Angst zu haben, sei normal und in Ordnung, so Deister. Damit dieses Gefühl einen nicht blockiere, sei der richtige Umgang damit wichtig. "Entscheidend ist, die Angst nicht ausufern zu lassen, sondern zu versuchen, sie in den Griff zu bekommen. Und das heißt manchmal auch, sie zuzulassen." Es sei zudem wichtig, den Kontakt zu anderen zu finden und sich auszutauschen.
Opferschutzbeauftragte: Alle haben Anspruch auf Hilfe
Das kann auch über die Opferschutzbeauftragte des Landes Schleswig-Holstein, Ulrike Stahlmann-Liebelt, laufen. Sie und ihr Team vermitteln Hilfe für Opfer von Straftaten. Menschen, die die Attacke miterlebt hätten, könnten sich an ihr Team wenden, betont sie. "Da macht es keinen Unterschied für uns als Anlaufstelle, ob jemand unmittelbar betroffen war und zum Beispiel zu den Verletzten gehörte oder ob er drei Waggons weiter gesessen hat und alles mitbekommen hat. Alle sind in irgendeiner Weise betroffen und haben einen Anspruch darauf, dass ihnen geholfen wird", so Stahlmann-Liebelt.
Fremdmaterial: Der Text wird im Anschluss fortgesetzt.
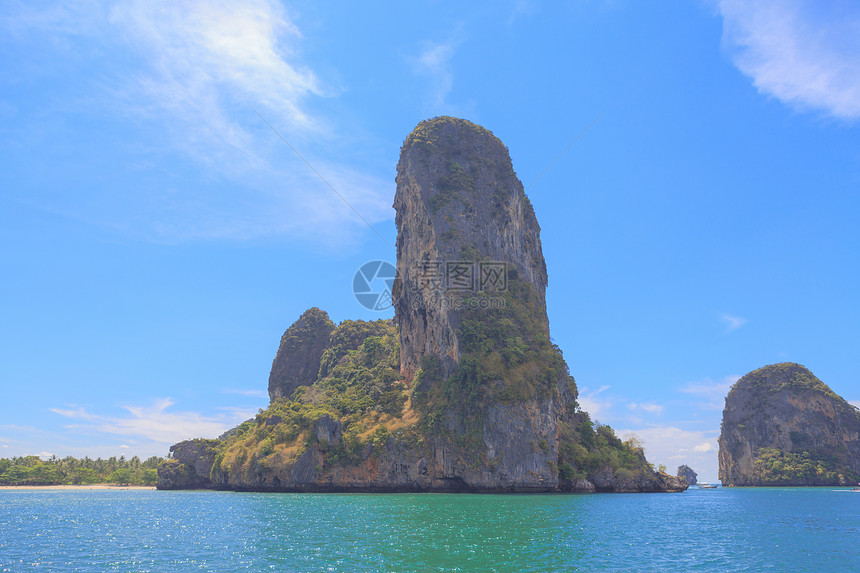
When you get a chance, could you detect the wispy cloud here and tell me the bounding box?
[618,426,719,481]
[0,0,394,247]
[720,314,747,332]
[109,0,323,163]
[410,30,462,110]
[576,386,612,420]
[50,398,253,445]
[680,374,740,410]
[718,0,860,120]
[627,402,663,416]
[221,388,269,398]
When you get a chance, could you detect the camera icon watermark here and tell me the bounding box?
[352,260,508,312]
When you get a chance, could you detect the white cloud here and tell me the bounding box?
[50,398,249,445]
[110,0,323,164]
[720,314,747,332]
[0,0,394,244]
[627,402,663,416]
[718,0,860,120]
[221,388,269,399]
[412,31,461,111]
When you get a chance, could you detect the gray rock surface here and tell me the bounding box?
[719,362,860,486]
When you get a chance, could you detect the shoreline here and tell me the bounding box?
[0,483,155,491]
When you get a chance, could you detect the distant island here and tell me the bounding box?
[719,362,860,486]
[158,117,687,492]
[677,464,699,485]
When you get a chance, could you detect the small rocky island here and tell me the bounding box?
[677,464,699,485]
[158,117,687,492]
[719,362,860,486]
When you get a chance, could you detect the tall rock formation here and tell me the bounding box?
[159,117,686,492]
[719,362,860,486]
[393,117,549,378]
[269,308,334,400]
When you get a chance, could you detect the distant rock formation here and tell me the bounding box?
[159,117,687,492]
[678,464,698,485]
[269,308,334,400]
[719,362,860,486]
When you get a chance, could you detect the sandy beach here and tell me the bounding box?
[0,483,155,491]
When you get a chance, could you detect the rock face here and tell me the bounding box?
[159,117,686,492]
[719,362,860,486]
[156,439,218,489]
[393,117,549,378]
[678,465,698,485]
[269,308,334,400]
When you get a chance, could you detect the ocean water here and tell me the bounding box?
[0,488,860,572]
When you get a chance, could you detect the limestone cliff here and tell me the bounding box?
[160,117,686,492]
[393,117,549,377]
[677,465,699,485]
[719,362,860,486]
[269,308,334,400]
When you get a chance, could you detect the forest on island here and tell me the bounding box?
[0,456,164,485]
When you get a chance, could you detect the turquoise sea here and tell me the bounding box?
[0,488,860,572]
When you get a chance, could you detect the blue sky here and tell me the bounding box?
[0,0,860,480]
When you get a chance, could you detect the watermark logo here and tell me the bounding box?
[412,261,508,293]
[352,261,397,311]
[352,260,508,311]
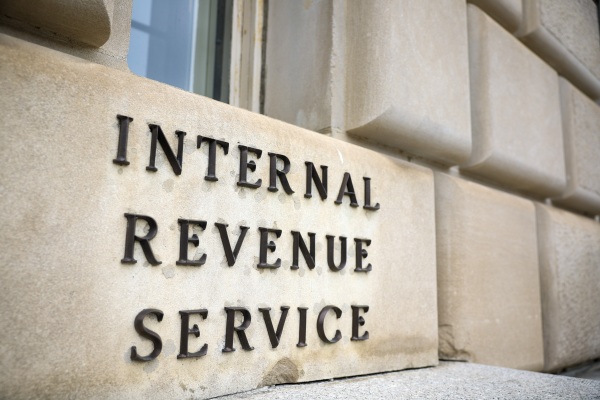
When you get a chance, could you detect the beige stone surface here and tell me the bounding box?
[463,5,566,197]
[0,35,438,399]
[537,205,600,371]
[435,173,544,371]
[0,0,133,71]
[468,0,523,33]
[554,78,600,214]
[265,0,332,131]
[518,0,600,100]
[346,0,471,165]
[0,0,114,47]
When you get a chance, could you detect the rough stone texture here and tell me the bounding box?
[0,35,438,399]
[0,0,132,70]
[435,173,544,370]
[537,205,600,371]
[463,5,566,197]
[346,0,471,165]
[468,0,523,33]
[265,0,333,131]
[218,362,600,400]
[554,78,600,214]
[518,0,600,100]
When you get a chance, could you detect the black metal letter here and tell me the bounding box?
[131,308,164,361]
[335,172,358,207]
[177,308,208,358]
[350,306,369,340]
[267,153,294,194]
[304,161,327,200]
[238,144,262,189]
[363,176,380,211]
[222,307,254,353]
[196,135,229,182]
[325,235,346,272]
[113,114,133,165]
[146,124,185,175]
[290,231,315,269]
[317,306,342,343]
[175,218,206,266]
[121,213,162,265]
[215,222,248,267]
[258,306,290,348]
[256,228,281,268]
[354,238,373,272]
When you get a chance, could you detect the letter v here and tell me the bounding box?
[215,222,249,267]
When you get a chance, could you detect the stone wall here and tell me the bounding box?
[265,0,600,371]
[0,0,600,398]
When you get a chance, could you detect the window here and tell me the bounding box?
[127,0,264,112]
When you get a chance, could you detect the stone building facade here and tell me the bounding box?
[0,0,600,398]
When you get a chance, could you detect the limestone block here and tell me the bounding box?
[265,0,332,131]
[537,205,600,371]
[463,5,566,197]
[435,173,544,371]
[0,0,114,47]
[518,0,600,100]
[468,0,523,33]
[0,35,438,399]
[554,78,600,214]
[345,0,471,165]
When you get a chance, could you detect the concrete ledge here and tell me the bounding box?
[222,362,600,400]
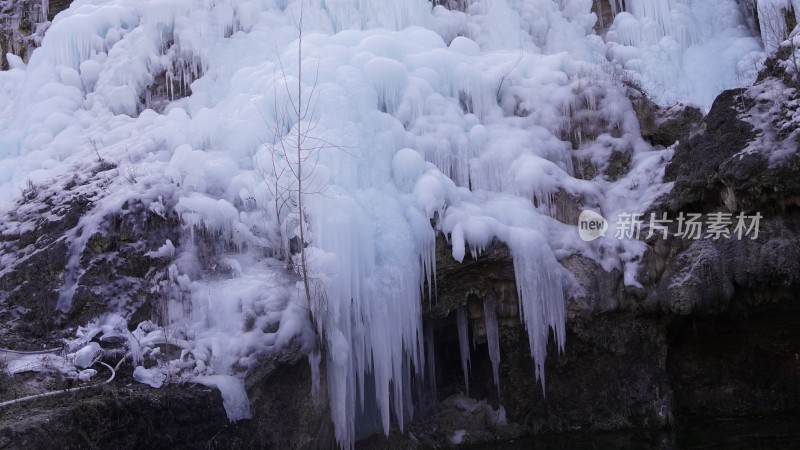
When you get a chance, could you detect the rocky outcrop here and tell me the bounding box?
[0,383,238,450]
[0,160,180,350]
[354,51,800,448]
Hilfetelefon der Opferschutzbeauftragten
Belastungen könnten also auch erst später, manchmal erst Jahre später, auftreten. "Möglicherweise zeigt sich das erst in den nächsten Stunden und Tagen, was das bei einem bewirkt hat", so Stahlmann-Liebelt. "Und auch dann kann man sich immer noch an uns wenden, um eine Anlaufstelle zu vermittelt zu bekommen." Sie weist nochmal auf das Hilfetelefon der Opferschutzbeautragten hin: (0800) 000 75 54.
Die Fahrgäste, die von der Attacke nur über die Medien erfahren haben und nun täglich auf der Strecke pendeln, müssen jetzt oftmals den Spagat zwischen ihren Gefühlen zu der Attacke und ihrem normalen Alltag hinbekommen. Eine 43 Jahre alte Frau, die häufig im Regionalzug nach Kiel reist, sagt: "Ich saß in einem ICE von Berlin nach Hamburg, als das passiert ist. Ich denke viel darüber nach und bin einfach nur traurig."